Madre de dos hijos desaparecidos, defensora y activista de los derechos humanos, militante kirchnerista, multipremiada en el mundo, procesada por malversación de fondos públicos, siempre visceral, siempre controversial, la titular de la Asociación Madres de Plaza de Mayo falleció a sus 93 años

Murió, a los 93 años, Hebe. Murió una mujer que no necesita apellido. Había nacido como Hebe María Pastor el 4 de diciembre de 1928 en una casa de clase media, en una familia sencilla de un barrio obrero de Ensenada, provincia de Buenos Aires. Murió como Hebe de Bonafini, este domingo por la mañana, a las 9:20, en el hospital Italiano de La Plata, donde estaba internada desde hace unos días. Su hija, Alejandra Bonafini, fue la encargada de comunicar oficialmente la noticia. En el comunicado agradece los cuidados recibidos, especialmente por parte de los profesionales del Hospital Italiano donde Hebe de Bonafini se atendía y donde había estado internada varias veces, y pide respeto a la necesidad de la familia de llorarla en la intimidad. A la vez, avisa que el lunes comunicarán los dónde tendrán lugar los homenajes y despedidas.

Hebe de Bonafini fue una activista por los derechos humanos, una luchadora por la tríada Memoria, Verdad y Justicia, titular de la Asociación Madres de Plaza de Mayo, convertida con los años en un actor político afín al kirchnerismo, una militante de fundamentos encendidos, de declaraciones enérgicas, una próspera proveedora de titulares periodísticos, una usina de tensión al debate ideológico. Murió también procesada y envuelta en polémicas.
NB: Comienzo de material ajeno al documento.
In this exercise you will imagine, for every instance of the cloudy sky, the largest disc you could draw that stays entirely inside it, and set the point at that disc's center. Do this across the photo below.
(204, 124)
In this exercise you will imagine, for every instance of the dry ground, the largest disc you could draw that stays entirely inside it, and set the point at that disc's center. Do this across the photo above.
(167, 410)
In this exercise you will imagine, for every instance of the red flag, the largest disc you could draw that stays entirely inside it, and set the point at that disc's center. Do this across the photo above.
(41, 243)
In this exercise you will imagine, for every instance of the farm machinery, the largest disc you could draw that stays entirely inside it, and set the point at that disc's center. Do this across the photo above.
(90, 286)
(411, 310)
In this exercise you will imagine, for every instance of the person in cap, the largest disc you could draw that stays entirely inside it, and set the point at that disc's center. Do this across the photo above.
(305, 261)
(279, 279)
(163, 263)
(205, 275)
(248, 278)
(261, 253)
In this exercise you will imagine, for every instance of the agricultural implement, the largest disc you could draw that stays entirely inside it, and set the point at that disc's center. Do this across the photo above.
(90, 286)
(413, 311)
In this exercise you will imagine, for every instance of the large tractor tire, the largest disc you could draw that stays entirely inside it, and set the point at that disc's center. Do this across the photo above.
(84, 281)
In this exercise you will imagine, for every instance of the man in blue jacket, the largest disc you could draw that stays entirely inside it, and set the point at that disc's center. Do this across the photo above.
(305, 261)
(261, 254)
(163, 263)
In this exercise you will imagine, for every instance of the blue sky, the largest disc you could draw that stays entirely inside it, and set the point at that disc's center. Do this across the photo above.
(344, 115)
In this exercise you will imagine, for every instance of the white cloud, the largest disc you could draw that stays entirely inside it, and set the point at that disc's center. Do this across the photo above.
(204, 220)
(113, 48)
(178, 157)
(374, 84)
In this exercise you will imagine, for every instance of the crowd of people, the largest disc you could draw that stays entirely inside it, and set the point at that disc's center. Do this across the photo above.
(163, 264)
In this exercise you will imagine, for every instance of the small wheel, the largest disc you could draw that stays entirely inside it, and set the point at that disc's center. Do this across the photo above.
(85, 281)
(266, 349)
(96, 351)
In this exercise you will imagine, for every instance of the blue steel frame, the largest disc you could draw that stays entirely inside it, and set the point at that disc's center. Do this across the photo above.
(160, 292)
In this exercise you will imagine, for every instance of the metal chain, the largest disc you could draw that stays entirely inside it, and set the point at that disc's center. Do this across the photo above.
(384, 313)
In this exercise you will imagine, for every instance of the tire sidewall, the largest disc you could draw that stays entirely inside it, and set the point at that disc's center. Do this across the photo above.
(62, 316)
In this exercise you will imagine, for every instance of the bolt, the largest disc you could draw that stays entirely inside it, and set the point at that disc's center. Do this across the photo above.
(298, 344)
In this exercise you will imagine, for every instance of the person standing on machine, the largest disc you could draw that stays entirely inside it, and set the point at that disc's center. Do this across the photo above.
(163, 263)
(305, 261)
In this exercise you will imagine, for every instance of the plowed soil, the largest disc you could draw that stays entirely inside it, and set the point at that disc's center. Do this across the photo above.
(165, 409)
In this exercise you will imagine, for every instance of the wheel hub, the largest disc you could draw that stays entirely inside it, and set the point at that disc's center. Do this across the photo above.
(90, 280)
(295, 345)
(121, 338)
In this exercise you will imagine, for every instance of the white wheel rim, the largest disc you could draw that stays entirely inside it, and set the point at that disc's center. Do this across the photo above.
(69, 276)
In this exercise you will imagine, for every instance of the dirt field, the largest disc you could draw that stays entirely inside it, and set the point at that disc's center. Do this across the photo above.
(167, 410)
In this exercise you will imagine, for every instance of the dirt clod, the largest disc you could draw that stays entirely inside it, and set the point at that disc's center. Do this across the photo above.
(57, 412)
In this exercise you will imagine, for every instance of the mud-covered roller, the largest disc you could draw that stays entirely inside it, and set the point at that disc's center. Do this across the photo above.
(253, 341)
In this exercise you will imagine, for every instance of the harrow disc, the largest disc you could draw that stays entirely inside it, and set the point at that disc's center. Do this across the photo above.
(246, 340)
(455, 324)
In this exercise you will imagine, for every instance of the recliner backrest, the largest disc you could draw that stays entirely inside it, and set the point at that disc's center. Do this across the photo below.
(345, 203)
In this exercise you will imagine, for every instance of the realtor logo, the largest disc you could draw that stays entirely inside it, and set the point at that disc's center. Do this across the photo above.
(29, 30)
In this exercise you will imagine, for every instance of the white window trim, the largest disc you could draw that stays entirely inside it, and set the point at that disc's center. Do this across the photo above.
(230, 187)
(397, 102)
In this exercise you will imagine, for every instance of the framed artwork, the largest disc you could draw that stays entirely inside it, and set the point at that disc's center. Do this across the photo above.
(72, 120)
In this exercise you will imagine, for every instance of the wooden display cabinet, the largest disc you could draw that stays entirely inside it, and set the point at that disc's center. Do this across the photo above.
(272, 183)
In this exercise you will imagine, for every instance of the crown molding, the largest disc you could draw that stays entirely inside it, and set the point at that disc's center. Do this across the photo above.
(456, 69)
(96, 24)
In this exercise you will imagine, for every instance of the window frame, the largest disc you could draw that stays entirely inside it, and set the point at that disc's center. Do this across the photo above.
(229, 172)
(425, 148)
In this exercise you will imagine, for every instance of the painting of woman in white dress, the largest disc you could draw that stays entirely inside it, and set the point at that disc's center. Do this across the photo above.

Murió después de que las redes sociales anunciaran su muerte más de una vez. Murió después de que su biografía de Wikipedia mutara de “activista” a “vieja, lacra, decadente y senil”. En una de sus últimas declaraciones públicas, entendió que esta intervención de su perfil virtual obedecía a “las ganas que tienen algunos de que me muera”. Anunció, a su vez, que iniciaría acciones legales por la difusión de estos calificativos despectivos. Si hay algo de lo que Hebe de Bonafini puede presumir es que nunca se calló. Nunca esquivó la discusión. Incurría en la desmesura, en la exaltación. Se convirtió en una voz de referencia, en un foco de opinión, en un termómetro político, en un derrotero de declaraciones entrecomilladas. Uno de sus últimos títulos fue dirigido a Alberto Fernández: “Hable lo menos posible porque cuando lo hace es una desilusión”, enfatizó, quien ya había exigido la renuncia del presidente luego del intento de magnicidio contra Cristina Kichner.

Hace solo una semana había participado de la inauguración de una muestra de fotos que se hizo en su honor en el Centro Cultural Kirchner (CCK). La exposición se llama “Hebe de Bonafini, una madre rev/belada” y se nutre de imágenes que recorren su vida “desde su infancia y juventud hasta su militancia”, informó el organismo de derechos humanos de las Madres de Plaza de Mayo.

La asociación que de la que fue una de las iniciadoras y que buscaba visibilizar y sembrar conciencia sobre la desaparición de personas durante la última dictadura cívico militar dice que sus consignas están cargadas de principios. Después de más de cuarenta años de lucha, debieron explicar que ya no son un organismo de derechos humanos: “Somos una organización política, ahora con un proyecto nacional y popular de liberación”. Una declaración que la presidenta de la Asociación Madres de Plaza de Mayo desde 1979 defendía desde sus discursos, desde su proselitismo, desde sus manifestaciones públicas. Una postura radicalizada que contribuyó a escindir la organización en dos y a la creación de otro: Madres de Plaza de Mayo, Línea Fundadora, de posiciones más moderadas.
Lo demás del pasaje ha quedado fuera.